Старушка, мать Сумина, дремала над чулком; панна Юлия, ее дочь, вышивала в пяльцах у окна; Ян Граба сзади ее читал вслух книгу.
Неудивительно, что они не услышали, когда мы приехали. Конюший указал рукой отцу на эту парочку, как будто хотел сказать: а что? Отец улыбнулся.
В гостиной все уже зашевелилось. Бабушка сорвалась с подушек, воскликнув:
— О, Иисусе Христе, Пресвятая Дева! Пан конюший!
Ян отскочил, покраснел; барышня не успела поклониться — убежала.
Однако понемножку все пришло в нормальный порядок; и хотя на лицах выражалась еще тревога, но спокойный и веселый вид пана Грабы, самой страшной здесь фигуры, вскоре успокоил суматоху в доме. Конюший, полагая, что отцу нужно объяснить какие отношения связывают его сына с бедным шляхетским домом, постоянно преследовал Яна и Юлию вместе. Граба, как будто не замечая этого, был очень весел, с хозяином разговаривал о хозяйстве, с бабушкой о генеалогии, с девицами о цветах. Юлия бросала на него испуганный взгляд, как будто умоляющий о пощаде; сын был грустен, но покоен.
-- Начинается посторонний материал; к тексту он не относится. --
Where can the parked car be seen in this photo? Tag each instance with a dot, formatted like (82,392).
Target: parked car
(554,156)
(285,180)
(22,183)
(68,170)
Перед самым почти отъездом, когда все поднялись со своих мест, старый Граба подошел к пани Терезе со следующими словами:
— Я приехал сюда не столько для того, чтобы навестить вас, сколько по другому более важному делу.
Все побледнели; конюший зажал рот, ожидая, что будет.
— Я упросил папа конюшего приехать вместе со мной, чтобы торжественно просить руки вашей дочери для моего Яна.
Старушка от удивления не могла промолвить ни одного слова; она не верила своим ушам, ломала руки и упала в кресло.
— Я знаю о его привязанности к панне Юлии, знаю, что вы считаете этот брак неровным, и вежливым образом давали ему заметить о напрасном посещении вашего дома; знаю, что Ян с терпением перенес все, любит панну Юлию, и во всех отношениях будет с нею счастлив, и потому прошу руки вашей дочери для моего сына.
Кто в состоянии описать удивление конюшего, радость честной семьи, и чувство, с которым сын бросился отцу на шею, а старушке к ногам. Действительность показалась сном этому бедному семейству; все плакали от радости; Юлия была почти без чувств. Конюший после минутного остолбенения, потому что никогда не ожидал такого конца, схватил Грабу за руку, сильно пожал ее и сказал:
— Сто тысяч чертей! Я никогда не ожидал этого! Да вознаградит тебя Бог!
Это была чисто драматическая сцена. Юрий был свидетелем ее и потом с увлечением рассказывал мне ее весь вечер.